Testing an early kiteboat prototype, 2004

The Kiteboat Project has existed in some form since 1997, when Don Montague first began attaching kites to boats. Between 1997 and 2006, Don worked with a team in Hawaii to develop kites for use with surfing canoes, small catamarans, and large motored cats; their accomplishments included wave-riding and several island crossings. Between 2006 and 2008, Don worked on modifying and testing the Trifoiler and Quadfoiler test platforms through Makani Power, a Bay Area wind power company that he co-founded in the fall of 2006. The current team began to take shape in late 2008, when the Kiteboat Project acquired funding from the Marine Science Technology Foundation and moved to its own workshop in Alameda. We have since secured other funding and have put together a team of marine architects, sailors, and software developers dedicated to realizing the Kiteboat vision through building and testing the first platform of its kind built specifically for kites.

Evolution of kite control systems

Our objective is to evolve waterborne transportation to use kites as propulsion.
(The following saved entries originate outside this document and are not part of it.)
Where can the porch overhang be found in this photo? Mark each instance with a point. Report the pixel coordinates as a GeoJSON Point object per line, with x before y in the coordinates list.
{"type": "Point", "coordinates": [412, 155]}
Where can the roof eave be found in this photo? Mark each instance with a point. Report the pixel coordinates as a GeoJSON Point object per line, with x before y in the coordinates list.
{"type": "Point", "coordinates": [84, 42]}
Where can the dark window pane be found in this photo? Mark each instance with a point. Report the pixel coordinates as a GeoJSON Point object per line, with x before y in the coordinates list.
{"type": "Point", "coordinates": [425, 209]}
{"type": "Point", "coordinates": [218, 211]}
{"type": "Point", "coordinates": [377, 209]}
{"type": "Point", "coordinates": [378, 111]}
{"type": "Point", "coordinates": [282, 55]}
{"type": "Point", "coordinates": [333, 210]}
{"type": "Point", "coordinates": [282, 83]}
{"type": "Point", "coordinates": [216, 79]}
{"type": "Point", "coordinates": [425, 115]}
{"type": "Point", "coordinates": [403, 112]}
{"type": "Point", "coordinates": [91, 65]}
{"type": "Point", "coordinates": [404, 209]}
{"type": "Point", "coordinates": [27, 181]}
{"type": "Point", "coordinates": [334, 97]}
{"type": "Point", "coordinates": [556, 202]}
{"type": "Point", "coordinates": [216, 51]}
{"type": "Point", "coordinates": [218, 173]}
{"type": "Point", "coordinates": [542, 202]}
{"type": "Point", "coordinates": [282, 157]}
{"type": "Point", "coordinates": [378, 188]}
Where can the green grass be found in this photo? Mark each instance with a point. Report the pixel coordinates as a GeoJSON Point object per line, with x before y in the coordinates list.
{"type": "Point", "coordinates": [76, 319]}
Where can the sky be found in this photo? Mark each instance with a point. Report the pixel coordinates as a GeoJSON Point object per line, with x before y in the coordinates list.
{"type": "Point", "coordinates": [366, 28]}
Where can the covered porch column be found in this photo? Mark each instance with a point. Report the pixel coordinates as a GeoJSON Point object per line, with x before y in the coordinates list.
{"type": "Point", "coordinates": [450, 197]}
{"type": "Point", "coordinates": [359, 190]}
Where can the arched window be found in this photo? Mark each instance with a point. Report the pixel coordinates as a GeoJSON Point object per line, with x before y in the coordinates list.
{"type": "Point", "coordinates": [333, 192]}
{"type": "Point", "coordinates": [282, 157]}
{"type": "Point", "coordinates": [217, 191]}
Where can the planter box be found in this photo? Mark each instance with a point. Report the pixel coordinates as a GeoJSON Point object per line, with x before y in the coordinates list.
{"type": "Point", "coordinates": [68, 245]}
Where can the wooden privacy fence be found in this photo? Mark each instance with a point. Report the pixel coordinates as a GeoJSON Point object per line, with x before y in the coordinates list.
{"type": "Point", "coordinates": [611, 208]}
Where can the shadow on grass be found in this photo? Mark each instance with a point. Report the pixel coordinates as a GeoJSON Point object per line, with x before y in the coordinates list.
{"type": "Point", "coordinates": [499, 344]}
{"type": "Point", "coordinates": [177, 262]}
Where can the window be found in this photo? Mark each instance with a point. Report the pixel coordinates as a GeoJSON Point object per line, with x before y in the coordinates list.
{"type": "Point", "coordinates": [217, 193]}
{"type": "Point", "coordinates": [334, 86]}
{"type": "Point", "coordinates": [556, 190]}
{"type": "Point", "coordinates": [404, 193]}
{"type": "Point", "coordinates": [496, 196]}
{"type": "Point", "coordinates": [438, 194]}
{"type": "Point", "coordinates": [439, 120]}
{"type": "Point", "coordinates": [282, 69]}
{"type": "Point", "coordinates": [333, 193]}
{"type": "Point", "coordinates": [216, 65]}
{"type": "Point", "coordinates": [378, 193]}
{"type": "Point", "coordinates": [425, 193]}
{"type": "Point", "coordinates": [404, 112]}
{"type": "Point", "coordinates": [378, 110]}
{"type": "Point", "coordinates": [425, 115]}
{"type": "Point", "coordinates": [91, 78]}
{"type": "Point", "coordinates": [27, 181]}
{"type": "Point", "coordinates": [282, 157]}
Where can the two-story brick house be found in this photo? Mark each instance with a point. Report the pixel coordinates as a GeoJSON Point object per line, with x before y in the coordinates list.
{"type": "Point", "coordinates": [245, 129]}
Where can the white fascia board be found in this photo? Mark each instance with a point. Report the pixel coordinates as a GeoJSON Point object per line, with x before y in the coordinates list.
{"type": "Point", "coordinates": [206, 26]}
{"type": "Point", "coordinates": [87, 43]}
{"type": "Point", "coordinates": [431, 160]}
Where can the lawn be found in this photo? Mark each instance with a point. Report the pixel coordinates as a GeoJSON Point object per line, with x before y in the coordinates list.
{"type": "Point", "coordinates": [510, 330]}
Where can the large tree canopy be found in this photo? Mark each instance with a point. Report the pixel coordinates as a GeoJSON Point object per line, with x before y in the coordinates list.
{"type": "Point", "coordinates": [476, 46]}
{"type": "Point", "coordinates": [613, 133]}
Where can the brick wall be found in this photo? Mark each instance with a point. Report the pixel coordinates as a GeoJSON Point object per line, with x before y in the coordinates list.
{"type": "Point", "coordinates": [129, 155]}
To date, kite propulsion has primarily been used for kitesurfing and in single-person traction kiting. In small-scale kiting, the force of the kite can be controlled by an individual holding on to the kite directly, but as the kite gets larger, harnessing its power becomes more difficult. The challenge is to develop winches, controls, and launch and recovery systems for larger kites, boat-specific kites for different conditions, and kite-specific boats and foil systems. Our mission is to design a purpose-built vessel that is specifically designed to harness kite power and to advance kite design and kite controls to the point that kiteboats could compete with and out-perform sailboats in a long-distance forum.